By default, all matchFields have exact=false
which means that they will have all diacritical marks removed and all letters will be converted to upper case before matching. exact=true
can be added to any matchField to compare the strings as they are originally capitalized and accented.

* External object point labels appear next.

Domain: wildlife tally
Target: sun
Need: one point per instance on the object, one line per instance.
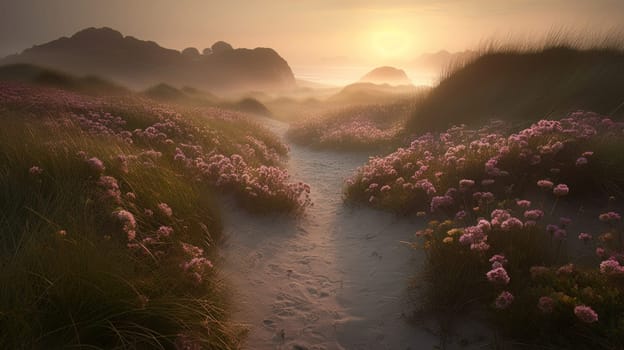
(390, 43)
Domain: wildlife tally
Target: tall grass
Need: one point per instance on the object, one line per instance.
(109, 220)
(69, 278)
(525, 80)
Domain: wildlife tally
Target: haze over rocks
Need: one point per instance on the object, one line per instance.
(137, 63)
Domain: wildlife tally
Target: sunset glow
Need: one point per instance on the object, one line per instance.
(311, 174)
(391, 43)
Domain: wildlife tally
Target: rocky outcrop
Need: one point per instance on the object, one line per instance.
(386, 75)
(137, 63)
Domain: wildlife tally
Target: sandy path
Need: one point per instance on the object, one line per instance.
(335, 279)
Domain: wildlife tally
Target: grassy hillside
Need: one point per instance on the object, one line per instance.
(35, 75)
(109, 222)
(525, 86)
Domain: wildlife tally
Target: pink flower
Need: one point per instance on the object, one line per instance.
(503, 300)
(585, 237)
(561, 190)
(566, 269)
(611, 267)
(610, 216)
(498, 276)
(537, 271)
(499, 260)
(438, 202)
(165, 209)
(586, 314)
(164, 231)
(511, 224)
(545, 184)
(523, 203)
(128, 221)
(465, 184)
(479, 246)
(535, 214)
(35, 170)
(546, 305)
(487, 182)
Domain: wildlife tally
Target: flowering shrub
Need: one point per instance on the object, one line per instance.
(493, 246)
(359, 127)
(115, 199)
(436, 172)
(223, 148)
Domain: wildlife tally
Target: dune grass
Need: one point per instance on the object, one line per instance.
(110, 223)
(365, 127)
(524, 81)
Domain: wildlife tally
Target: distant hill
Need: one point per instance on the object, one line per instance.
(441, 60)
(369, 93)
(525, 86)
(107, 53)
(386, 75)
(34, 75)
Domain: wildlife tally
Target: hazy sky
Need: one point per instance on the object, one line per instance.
(306, 32)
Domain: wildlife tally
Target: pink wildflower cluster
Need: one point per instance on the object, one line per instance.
(196, 264)
(433, 163)
(498, 275)
(358, 126)
(504, 300)
(201, 150)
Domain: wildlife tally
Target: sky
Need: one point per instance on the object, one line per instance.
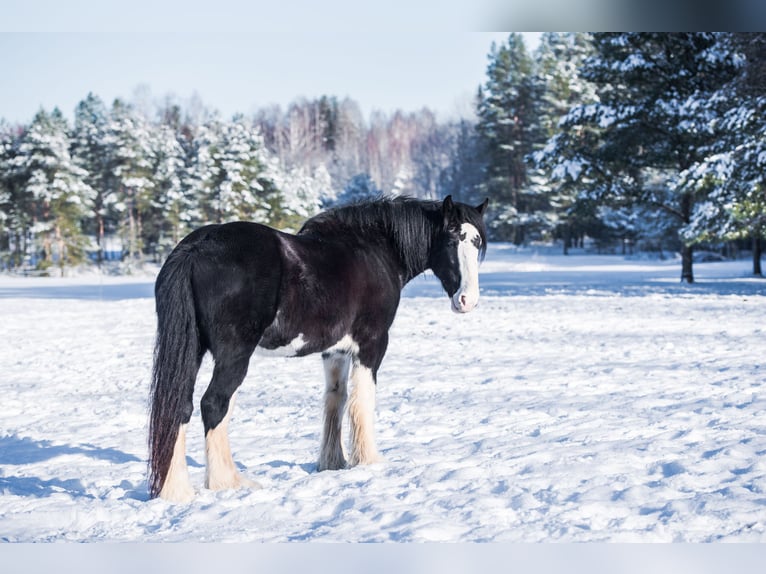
(238, 56)
(240, 73)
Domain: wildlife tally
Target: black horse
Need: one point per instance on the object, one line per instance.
(333, 288)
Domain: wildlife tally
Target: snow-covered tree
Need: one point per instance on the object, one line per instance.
(56, 187)
(132, 158)
(91, 151)
(508, 123)
(732, 178)
(359, 188)
(654, 115)
(176, 205)
(239, 175)
(559, 58)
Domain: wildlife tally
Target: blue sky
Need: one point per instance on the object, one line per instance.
(235, 72)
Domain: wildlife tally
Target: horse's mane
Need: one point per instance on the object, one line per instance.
(411, 224)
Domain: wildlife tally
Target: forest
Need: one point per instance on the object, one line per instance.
(616, 142)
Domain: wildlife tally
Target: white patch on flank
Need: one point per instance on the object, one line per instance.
(221, 472)
(177, 486)
(361, 415)
(465, 299)
(345, 345)
(290, 350)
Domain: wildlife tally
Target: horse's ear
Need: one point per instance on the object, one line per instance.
(448, 207)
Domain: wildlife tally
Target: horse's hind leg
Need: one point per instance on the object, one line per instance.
(361, 414)
(217, 405)
(336, 366)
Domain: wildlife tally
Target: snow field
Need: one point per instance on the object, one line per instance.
(585, 399)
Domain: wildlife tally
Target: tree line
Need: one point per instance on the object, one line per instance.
(652, 140)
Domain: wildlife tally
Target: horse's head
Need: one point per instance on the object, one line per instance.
(455, 255)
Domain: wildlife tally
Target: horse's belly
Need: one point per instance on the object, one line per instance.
(292, 348)
(300, 346)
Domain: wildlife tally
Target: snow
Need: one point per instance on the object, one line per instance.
(587, 398)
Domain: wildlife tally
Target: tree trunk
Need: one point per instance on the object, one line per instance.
(687, 272)
(100, 238)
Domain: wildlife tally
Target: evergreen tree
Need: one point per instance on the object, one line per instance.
(732, 176)
(240, 176)
(509, 128)
(559, 58)
(56, 189)
(15, 203)
(649, 121)
(131, 154)
(173, 200)
(91, 151)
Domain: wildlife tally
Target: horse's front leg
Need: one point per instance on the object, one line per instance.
(361, 414)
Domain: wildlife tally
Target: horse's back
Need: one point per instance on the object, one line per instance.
(236, 276)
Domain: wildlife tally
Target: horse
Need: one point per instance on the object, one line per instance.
(333, 288)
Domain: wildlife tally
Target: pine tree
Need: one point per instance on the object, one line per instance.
(131, 154)
(732, 175)
(56, 188)
(649, 123)
(509, 127)
(559, 58)
(240, 176)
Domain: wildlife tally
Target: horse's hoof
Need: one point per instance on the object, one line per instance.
(323, 465)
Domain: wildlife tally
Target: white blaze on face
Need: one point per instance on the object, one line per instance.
(468, 257)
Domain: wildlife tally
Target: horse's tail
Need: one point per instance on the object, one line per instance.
(176, 362)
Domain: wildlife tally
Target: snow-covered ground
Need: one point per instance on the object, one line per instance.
(587, 398)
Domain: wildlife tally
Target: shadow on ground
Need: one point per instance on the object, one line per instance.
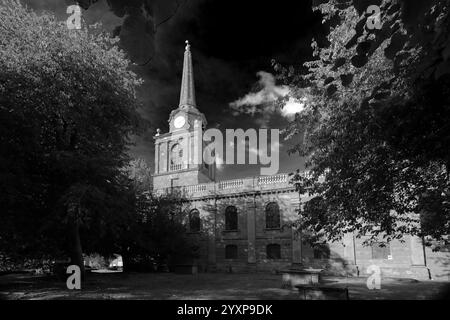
(206, 286)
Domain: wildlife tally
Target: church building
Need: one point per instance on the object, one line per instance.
(244, 225)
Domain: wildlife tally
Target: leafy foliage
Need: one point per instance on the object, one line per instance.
(67, 110)
(375, 128)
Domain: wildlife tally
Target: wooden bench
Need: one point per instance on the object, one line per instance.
(185, 269)
(322, 293)
(294, 277)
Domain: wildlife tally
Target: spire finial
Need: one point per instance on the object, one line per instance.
(187, 96)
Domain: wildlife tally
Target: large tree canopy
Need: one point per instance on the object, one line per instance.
(375, 128)
(67, 110)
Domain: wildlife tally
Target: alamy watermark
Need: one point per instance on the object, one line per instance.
(247, 147)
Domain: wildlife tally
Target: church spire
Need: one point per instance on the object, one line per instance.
(187, 96)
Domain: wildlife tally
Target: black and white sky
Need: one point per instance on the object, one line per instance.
(233, 43)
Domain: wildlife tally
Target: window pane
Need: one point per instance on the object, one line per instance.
(194, 221)
(321, 251)
(272, 216)
(231, 251)
(231, 218)
(273, 251)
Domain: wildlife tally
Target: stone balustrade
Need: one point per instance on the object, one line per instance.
(232, 186)
(280, 178)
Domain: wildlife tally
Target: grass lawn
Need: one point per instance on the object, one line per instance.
(204, 286)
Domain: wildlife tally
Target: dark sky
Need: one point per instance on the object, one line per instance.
(231, 41)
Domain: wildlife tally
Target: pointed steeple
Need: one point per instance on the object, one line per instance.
(187, 96)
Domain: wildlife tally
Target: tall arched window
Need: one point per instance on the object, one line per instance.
(231, 251)
(321, 251)
(194, 221)
(273, 251)
(273, 218)
(176, 157)
(231, 218)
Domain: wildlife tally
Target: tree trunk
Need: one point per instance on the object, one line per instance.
(76, 252)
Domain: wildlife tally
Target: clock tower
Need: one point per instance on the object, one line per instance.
(178, 158)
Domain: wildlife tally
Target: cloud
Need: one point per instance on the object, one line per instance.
(293, 106)
(265, 102)
(269, 93)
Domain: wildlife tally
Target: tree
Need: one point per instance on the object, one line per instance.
(159, 230)
(67, 108)
(375, 125)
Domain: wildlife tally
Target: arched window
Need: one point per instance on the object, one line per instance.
(231, 218)
(231, 251)
(176, 157)
(194, 221)
(273, 251)
(381, 251)
(273, 219)
(321, 251)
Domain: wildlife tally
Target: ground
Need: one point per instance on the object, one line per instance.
(204, 286)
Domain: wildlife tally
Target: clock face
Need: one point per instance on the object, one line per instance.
(179, 122)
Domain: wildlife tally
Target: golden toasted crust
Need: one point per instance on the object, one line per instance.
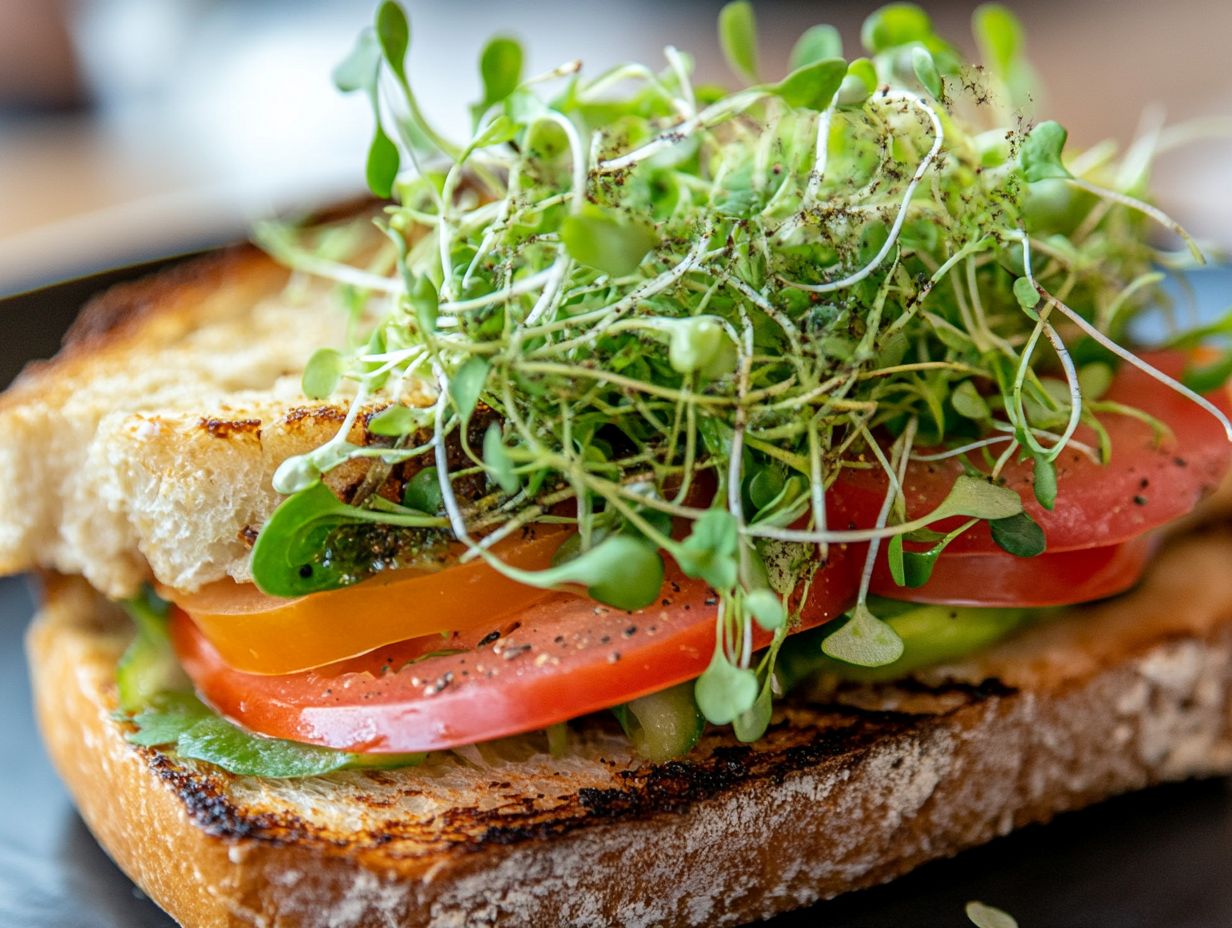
(1105, 699)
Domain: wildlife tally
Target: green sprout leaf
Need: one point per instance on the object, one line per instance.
(393, 31)
(859, 84)
(620, 571)
(738, 38)
(396, 420)
(812, 85)
(723, 691)
(817, 43)
(927, 73)
(765, 606)
(913, 568)
(895, 25)
(1045, 482)
(467, 385)
(977, 498)
(864, 640)
(498, 462)
(1019, 535)
(322, 374)
(999, 36)
(382, 166)
(1026, 293)
(710, 551)
(148, 664)
(423, 492)
(287, 553)
(500, 67)
(700, 344)
(425, 303)
(1041, 150)
(988, 917)
(495, 133)
(967, 402)
(750, 725)
(292, 540)
(600, 240)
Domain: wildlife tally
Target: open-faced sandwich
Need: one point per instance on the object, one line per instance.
(669, 505)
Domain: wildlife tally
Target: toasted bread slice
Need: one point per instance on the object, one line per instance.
(839, 795)
(145, 449)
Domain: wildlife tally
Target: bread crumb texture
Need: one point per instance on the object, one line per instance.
(840, 794)
(147, 446)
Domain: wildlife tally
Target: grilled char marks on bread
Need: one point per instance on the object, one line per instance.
(145, 449)
(839, 795)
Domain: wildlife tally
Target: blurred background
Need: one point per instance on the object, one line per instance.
(137, 128)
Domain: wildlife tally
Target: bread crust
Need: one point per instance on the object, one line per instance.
(838, 796)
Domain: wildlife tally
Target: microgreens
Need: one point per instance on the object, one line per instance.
(683, 303)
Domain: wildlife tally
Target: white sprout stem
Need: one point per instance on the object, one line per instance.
(1004, 459)
(497, 224)
(526, 285)
(340, 272)
(681, 70)
(891, 239)
(1153, 372)
(457, 523)
(626, 72)
(734, 465)
(609, 314)
(962, 449)
(1067, 365)
(1044, 433)
(769, 309)
(821, 159)
(1155, 212)
(817, 483)
(552, 291)
(892, 492)
(707, 117)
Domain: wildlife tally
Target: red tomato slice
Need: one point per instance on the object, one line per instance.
(566, 656)
(1146, 483)
(1001, 579)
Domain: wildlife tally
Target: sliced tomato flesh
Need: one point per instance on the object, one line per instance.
(518, 659)
(1148, 482)
(562, 657)
(261, 634)
(1001, 579)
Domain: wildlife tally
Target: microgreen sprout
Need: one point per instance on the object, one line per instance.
(683, 313)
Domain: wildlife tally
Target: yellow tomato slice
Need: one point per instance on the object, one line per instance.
(269, 635)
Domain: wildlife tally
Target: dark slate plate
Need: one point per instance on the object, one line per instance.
(1157, 858)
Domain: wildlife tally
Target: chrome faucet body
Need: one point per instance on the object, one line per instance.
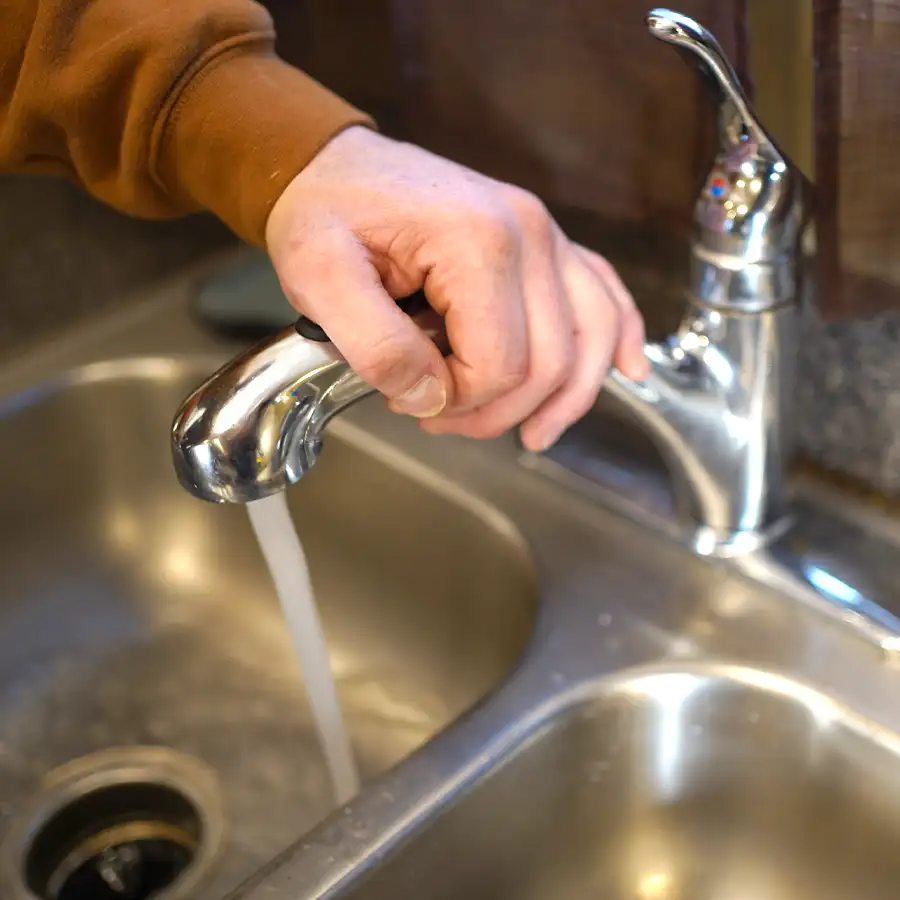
(255, 426)
(717, 402)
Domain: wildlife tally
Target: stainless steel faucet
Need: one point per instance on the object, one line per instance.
(255, 426)
(717, 402)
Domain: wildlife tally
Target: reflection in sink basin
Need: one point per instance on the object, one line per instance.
(707, 785)
(133, 614)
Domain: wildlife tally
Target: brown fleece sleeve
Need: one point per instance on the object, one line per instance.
(160, 108)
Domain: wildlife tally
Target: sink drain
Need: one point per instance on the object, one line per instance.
(130, 824)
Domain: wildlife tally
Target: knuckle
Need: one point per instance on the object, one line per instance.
(559, 369)
(511, 373)
(493, 230)
(530, 212)
(384, 363)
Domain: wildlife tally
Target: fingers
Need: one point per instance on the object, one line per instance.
(602, 320)
(580, 318)
(474, 280)
(331, 279)
(550, 337)
(629, 356)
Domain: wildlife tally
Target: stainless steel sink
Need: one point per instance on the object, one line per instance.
(548, 700)
(134, 615)
(670, 784)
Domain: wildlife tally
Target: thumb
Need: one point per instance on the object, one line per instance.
(333, 281)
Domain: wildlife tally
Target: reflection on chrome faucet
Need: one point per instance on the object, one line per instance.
(718, 402)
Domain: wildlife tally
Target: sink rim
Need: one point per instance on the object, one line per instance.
(597, 616)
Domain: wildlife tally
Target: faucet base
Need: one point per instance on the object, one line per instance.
(837, 557)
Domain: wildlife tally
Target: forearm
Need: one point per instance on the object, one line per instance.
(160, 108)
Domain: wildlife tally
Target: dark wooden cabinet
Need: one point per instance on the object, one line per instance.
(857, 154)
(574, 100)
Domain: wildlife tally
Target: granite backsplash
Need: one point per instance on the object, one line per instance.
(65, 256)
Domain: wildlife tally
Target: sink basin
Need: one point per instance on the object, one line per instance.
(705, 784)
(135, 615)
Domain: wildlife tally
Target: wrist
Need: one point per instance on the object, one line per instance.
(242, 127)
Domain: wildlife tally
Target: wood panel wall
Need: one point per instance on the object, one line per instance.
(572, 99)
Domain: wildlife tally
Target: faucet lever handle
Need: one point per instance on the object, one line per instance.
(738, 124)
(412, 305)
(755, 203)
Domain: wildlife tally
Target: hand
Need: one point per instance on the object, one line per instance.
(534, 320)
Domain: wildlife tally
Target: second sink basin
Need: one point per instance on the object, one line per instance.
(712, 784)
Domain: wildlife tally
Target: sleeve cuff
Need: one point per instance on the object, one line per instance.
(241, 127)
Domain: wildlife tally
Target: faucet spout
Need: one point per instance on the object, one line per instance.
(255, 426)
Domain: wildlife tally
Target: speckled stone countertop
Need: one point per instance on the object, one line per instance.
(848, 390)
(64, 256)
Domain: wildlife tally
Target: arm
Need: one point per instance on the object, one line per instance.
(160, 108)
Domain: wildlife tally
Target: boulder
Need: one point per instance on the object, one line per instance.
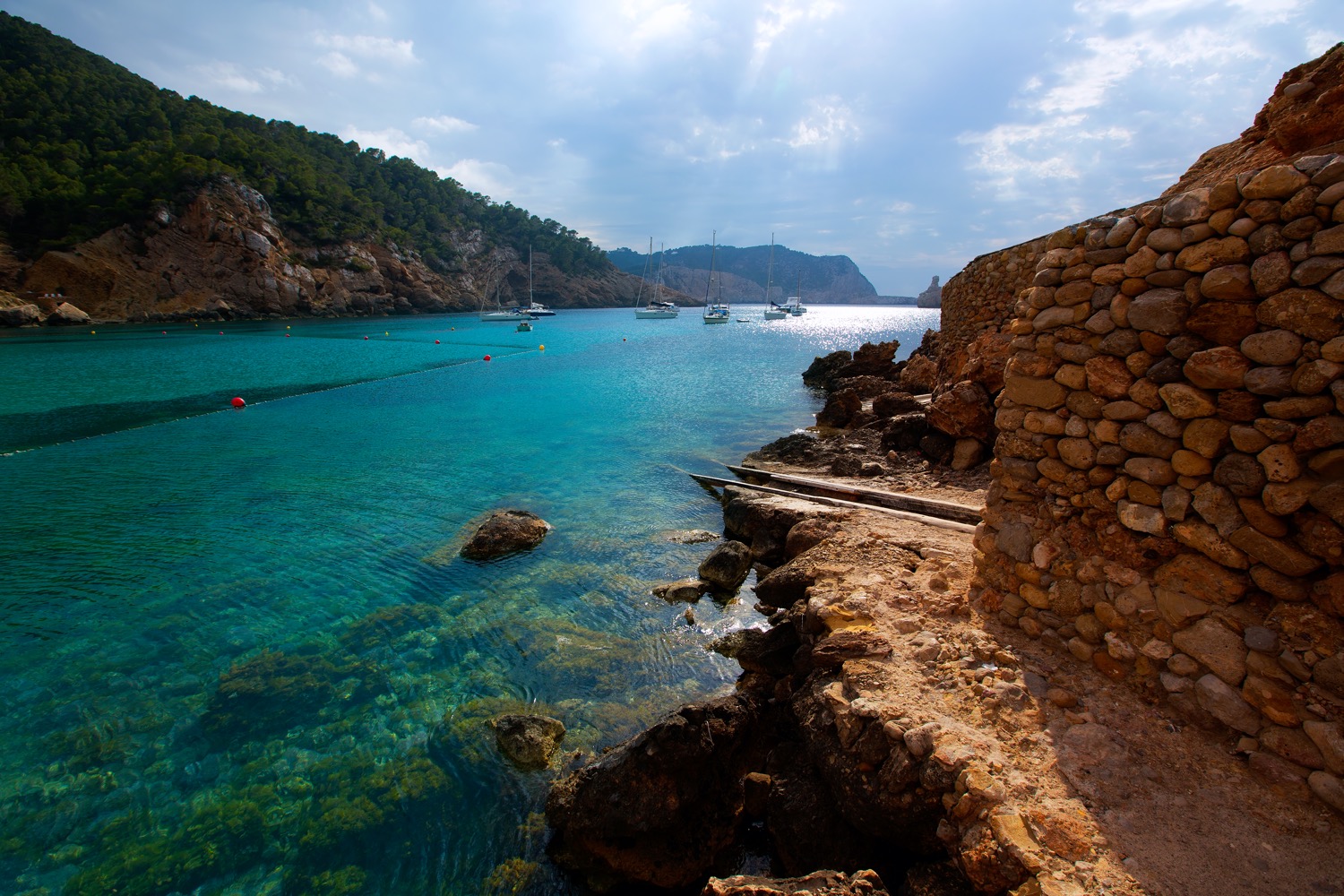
(823, 883)
(66, 314)
(769, 651)
(21, 316)
(825, 370)
(529, 742)
(918, 375)
(728, 565)
(962, 411)
(932, 297)
(505, 532)
(664, 806)
(840, 409)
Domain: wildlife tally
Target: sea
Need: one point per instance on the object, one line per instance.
(239, 650)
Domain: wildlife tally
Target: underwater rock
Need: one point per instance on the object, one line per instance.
(529, 740)
(690, 536)
(728, 565)
(276, 691)
(505, 532)
(67, 314)
(682, 590)
(823, 883)
(663, 806)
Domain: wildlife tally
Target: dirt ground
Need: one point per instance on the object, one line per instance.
(1121, 796)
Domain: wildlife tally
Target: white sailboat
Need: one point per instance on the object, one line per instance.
(718, 311)
(773, 312)
(656, 309)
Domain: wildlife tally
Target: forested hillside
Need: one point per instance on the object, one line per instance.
(86, 145)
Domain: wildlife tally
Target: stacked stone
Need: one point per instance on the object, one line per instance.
(1168, 495)
(981, 297)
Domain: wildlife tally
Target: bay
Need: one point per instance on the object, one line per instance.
(239, 650)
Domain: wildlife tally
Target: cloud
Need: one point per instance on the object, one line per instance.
(487, 177)
(777, 19)
(1317, 42)
(339, 65)
(392, 142)
(231, 77)
(828, 124)
(370, 47)
(443, 124)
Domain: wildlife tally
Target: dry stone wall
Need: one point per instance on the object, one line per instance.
(1168, 485)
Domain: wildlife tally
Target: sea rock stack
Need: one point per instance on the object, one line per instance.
(932, 297)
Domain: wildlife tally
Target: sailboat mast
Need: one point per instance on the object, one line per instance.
(658, 281)
(769, 271)
(709, 285)
(648, 266)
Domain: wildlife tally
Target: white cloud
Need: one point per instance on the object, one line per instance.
(228, 77)
(392, 142)
(370, 47)
(828, 124)
(444, 124)
(488, 177)
(1317, 42)
(777, 19)
(339, 65)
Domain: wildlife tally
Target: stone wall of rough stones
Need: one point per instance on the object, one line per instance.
(1168, 485)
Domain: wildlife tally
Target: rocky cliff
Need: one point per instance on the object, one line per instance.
(744, 274)
(225, 255)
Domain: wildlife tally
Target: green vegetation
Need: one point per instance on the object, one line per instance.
(86, 145)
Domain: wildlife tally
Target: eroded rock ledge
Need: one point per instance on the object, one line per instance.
(886, 724)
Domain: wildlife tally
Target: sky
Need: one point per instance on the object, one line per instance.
(908, 134)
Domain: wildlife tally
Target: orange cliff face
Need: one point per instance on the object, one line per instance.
(1304, 116)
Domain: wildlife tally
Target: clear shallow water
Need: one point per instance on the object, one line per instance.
(239, 651)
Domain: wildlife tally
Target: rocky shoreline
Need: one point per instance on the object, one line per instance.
(890, 735)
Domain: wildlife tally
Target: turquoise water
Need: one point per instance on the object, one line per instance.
(239, 651)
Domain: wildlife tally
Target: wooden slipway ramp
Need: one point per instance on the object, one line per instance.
(946, 514)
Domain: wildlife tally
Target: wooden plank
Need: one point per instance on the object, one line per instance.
(822, 498)
(929, 506)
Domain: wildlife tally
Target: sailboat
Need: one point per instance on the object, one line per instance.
(773, 311)
(718, 311)
(656, 309)
(513, 314)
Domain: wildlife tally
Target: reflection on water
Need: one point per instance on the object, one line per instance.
(239, 650)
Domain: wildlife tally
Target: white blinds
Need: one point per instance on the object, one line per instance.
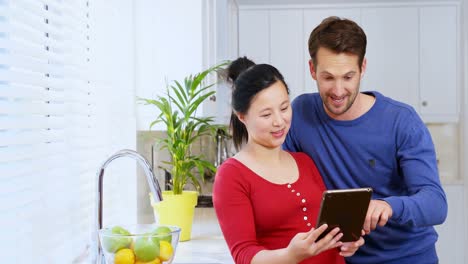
(57, 123)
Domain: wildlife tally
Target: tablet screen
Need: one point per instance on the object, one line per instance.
(346, 209)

Here is a matcher matchField that uses the SOUNDEX matcher to determine whether two family names match.
{
"name": "familyname-soundex",
"resourceType": "*",
"resourcePath": "name.family",
"matcher": {
"algorithm": "SOUNDEX"
}
}
Here is a matcher matchField that only matches when two family names are identical.
{
"name": "familyname-exact",
"resourceType": "*",
"resourcePath": "name.family",
"matcher": {
"algorithm": "STRING",
"exact": true
}
}
Special identifier matching is also available if you need to match on a particular identifier system:
{
"name": "identifier-ssn",
"resourceType": "*",
"resourcePath": "identifier",
"matcher": {
"algorithm": "IDENTIFIER",
"identifierSystem": "http://hl7.org/fhir/sid/us-ssn"
}
}
Here is a similarity matchField that matches when two given names match with a JARO_WINKLER threshold >= 0.8.
{
"name": "firstname-jaro",
"resourceType": "*",
"resourcePath": "name.given",
"similarity": {
"algorithm": "JARO_WINKLER",
"matchThreshold": 0.80
}
}
The following algorithms are currently supported:
Algorithm | Type | Description | Example |
---|---|---|---|
CAVERPHONE1 | matcher | Apache Caverphone1 | Gail = Gael, Gail != Gale, Thomas != Tom |
CAVERPHONE1 | matcher | Apache Caverphone1 | Gail = Gael, Gail = Gale, Thomas != Tom |
COLOGNE | matcher | Apache Cologne Phonetic | |
DOUBLE_METAPHONE | matcher | Apache Double Metaphone | Dury = Durie, Allsop = Allsob, Smith != Schmidt |
MATCH_RATING_APPROACH | matcher | Apache Match Rating Approach Encoder | |
METAPHONE | matcher | Apache Metaphone | Dury = Durie, Allsop != Allsob, Smith != Schmidt |
NYSIIS | matcher | Apache Nysiis | |
REFINED_SOUNDEX | matcher | Apache Refined Soundex | |
SOUNDEX | matcher | Apache Soundex | Jon = John, Thomas != Tom |
STRING | matcher | Match the values as strings. This matcher should be used with tokens (e.g. gender). | MCTAVISH = McTavish when exact = false, MCTAVISH != McTavish when exact = true |
SUBSTRING | matcher | True if one string starts with the other. | Bill = Billy, Egbert = Bert |
DATE | matcher | Reduce the precision of the dates to the lowest precision of the two, then compare them as strings. | 2019-12,Month = 2019-12-19,Day |
NAME_ANY_ORDER | matcher | Match names as strings in any order | John Henry = Henry JOHN when exact = false |
NAME_FIRST_AND_LAST | matcher | Match names as strings in any order | John Henry = John HENRY when exact=false, John Henry != Henry John |
IDENTIFIER | matcher | Matches when the system and value of the identifier are identical. | If an optional "identifierSystem" is provided, then the identifiers only match when they belong to that system |
JARO_WINKLER | similarity | tdebatty Jaro Winkler | |
COSINE | similarity | tdebatty Cosine Similarity | |
JACCARD | similarity | tdebatty Jaccard Index | |
LEVENSCHTEIN | similarity | tdebatty Normalized Levenshtein | |
SORENSEN_DICE | similarity | tdebatty Sorensen-Dice coefficient |
These entries convert combinations of successful matchFields into an MDM Match Result for overall matching of a given pair of resources. MATCH results are evaluated take precedence over POSSIBLE_MATCH results. If the incoming resource matches ALL of the named matchFields listed, then a new match link is created with the assigned matchResult (MATCH
or POSSIBLE_MATCH
).
{
"matchResultMap": {
"firstname-meta,lastname-meta,birthday": "MATCH",
"firstname-jaro,lastname-jaro,birthday": "POSSIBLE_MATCH"
}
}
The external EID system that the HAPI MDM system should expect to see on incoming Patient resources. Must be a valid URI. See MDM EID for details on how EIDs are managed by HAPI MDM.